Selon des sources documentaires en provenance des milieux anglophones de la colonie, le choix d’Hertel de Rouville suscita une réprobation si générale parmi ses concitoyens montréalais que, n’eussent été les événements qui troublèrent la province à la veille de l’invasion américaine, ils auraient pétitionné contre cette nomination. Du côté de la minorité britannique, l’on réprouva tout particulièrement les moyens utilisés par Hertel de Rouville pour se faire valoir auprès des autorités coloniales. Il était de notoriété publique que le nouveau juge n’avait pas hésité à agir en « sycophante » pour courtiser l’administration gouvernementale : « M. de Rouville est remarquable par son empressement à saisir toutes les occasions de se jeter sur le chemin des Anglais de Montréal (parce qu’il parle un peu anglais), pour ramasser toutes les histoires qu’il peut, afin de les envoyer au Gouverneur. » Et de fait, moins d’un mois avant sa nomination, il avait rapporté au gouverneur Carleton son altercation avec Thomas Walker, sur la place du Marché de Montréal. Walker ayant déclaré publiquement « que les Peuples des Colonies [américaines] étaient de braves gens qui ne voulaient pas être Esclaves et qui Défendraient leur Liberté et leurs Droits tant qu’ils auraient du sang », Rouville rétorqua à haute voix à ce sympathisant de la cause révolutionnaire : « Ces gens qui vous écoutent ainsi que moi n’ont jamais été Esclaves, pas plus que vous ; et notre soumission au Roi et à son Gouvernement nous assure que nous serons toujours libres. »

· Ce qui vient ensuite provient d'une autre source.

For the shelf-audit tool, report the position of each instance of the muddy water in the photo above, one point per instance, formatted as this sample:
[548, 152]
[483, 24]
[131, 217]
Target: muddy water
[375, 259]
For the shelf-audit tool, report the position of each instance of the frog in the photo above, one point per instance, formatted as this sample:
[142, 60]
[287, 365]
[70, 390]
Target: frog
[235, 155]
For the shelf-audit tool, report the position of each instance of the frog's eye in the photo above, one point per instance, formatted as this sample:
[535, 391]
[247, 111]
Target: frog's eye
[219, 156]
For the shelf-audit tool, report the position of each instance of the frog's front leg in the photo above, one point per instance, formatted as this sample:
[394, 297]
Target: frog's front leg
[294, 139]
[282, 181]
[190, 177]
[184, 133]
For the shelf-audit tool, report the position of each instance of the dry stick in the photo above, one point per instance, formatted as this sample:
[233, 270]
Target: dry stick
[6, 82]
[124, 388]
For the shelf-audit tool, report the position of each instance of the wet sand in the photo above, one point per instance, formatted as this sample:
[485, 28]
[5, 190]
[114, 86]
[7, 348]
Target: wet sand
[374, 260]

De son propre aveu, par sa « conduite et [son] zèle » de loyal sujet de Sa Majesté, Hertel de Rouville s’« attira la colère des Rebelles qui la [lui] firent sentir aussitôt qu’ils furent en possession de la ville de Montréal ». Il ne tarda pas, en effet, à tomber sous la férule intempestive du général de brigade David Wooster qui, après la mort de Richard Montgomery, était devenu le principal commandant de l’occupation américaine. En janvier 1776, Wooster, ayant décidé de procéder manu militari à l’expulsion des plus notables Loyalistes de la ville, « donna ordre à M. Hertel. de Rouville de se préparer à partir pour les colonies ». Malgré la protestation des citoyens de Montréal, le malheureux magistrat en fut quitte pour prendre la route du lac Champlain et être « détenu Prisonier pendant dix huit mois ».

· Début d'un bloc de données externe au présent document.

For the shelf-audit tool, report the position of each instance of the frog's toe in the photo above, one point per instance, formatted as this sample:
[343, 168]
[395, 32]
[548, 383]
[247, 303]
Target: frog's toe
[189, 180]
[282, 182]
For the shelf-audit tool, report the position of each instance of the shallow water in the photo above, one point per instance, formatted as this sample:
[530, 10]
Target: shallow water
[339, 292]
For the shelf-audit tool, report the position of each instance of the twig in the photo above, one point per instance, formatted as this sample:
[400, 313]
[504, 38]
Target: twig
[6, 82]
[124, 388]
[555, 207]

Dès son retour dans la province, Hertel de Rouville fut réintégré dans ses fonctions de magistrat, à titre de juge de la Cour des plaids communs du district de Montréal, par suite de l’ordonnance du 25 février 1777 qui, entre-temps, avait établi une telle cour de justice dans chacun des deux principaux districts de la province. Durant la majeure partie de ses 15 dernières années de vie, ce fidèle collaborateur du nouveau régime y siégea en compagnie de deux autres collègues, les honorables Edward Southouse et John Fraser. C’est avec ce dernier, qui avait déjà une longue expérience comme juge et qui, par surcroît, faisait partie du French party au sein du Conseil législatif, qu’Hertel de Rouville s’entendit le mieux pour fonctionner selon ses méthodes favorites.

Le système d’administration de la justice mis en place en vertu de l’Acte de Québec était à l’image même du régime autoritaire qu’avait permis d’établir cette législation impériale du parlement britannique votée en un temps de crise dans les relations entre la métropole et ses colonies nord-américaines. Comme ce régime, faute d’aucune séparation ni d’aucun contrôle des pouvoirs, en favorisait la concentration aux mains du gouverneur et d’une petite oligarchie formée des membres du Conseil législatif, ceux qui disposaient des faveurs des gens en place pouvaient jouir d’une immunité presque sans borne. C’est ainsi que le juge Hertel de Rouville put exercer impunément ses fonctions de magistrat, malgré toutes les plaintes et les critiques qu’il s’attira par la partialité manifeste de ses jugements, par l’arbitraire de ses décisions et par l’incongruité de sa conduite lorsqu’il siégeait en état d’ébriété, ce qui se produisait le plus fréquemment aux séances de l’après-midi. Étant de plus sujet, par son tempérament colérique, à de violents emportements, il pouvait facilement abuser de procédés vexatoires en vue d’imposer sa volonté.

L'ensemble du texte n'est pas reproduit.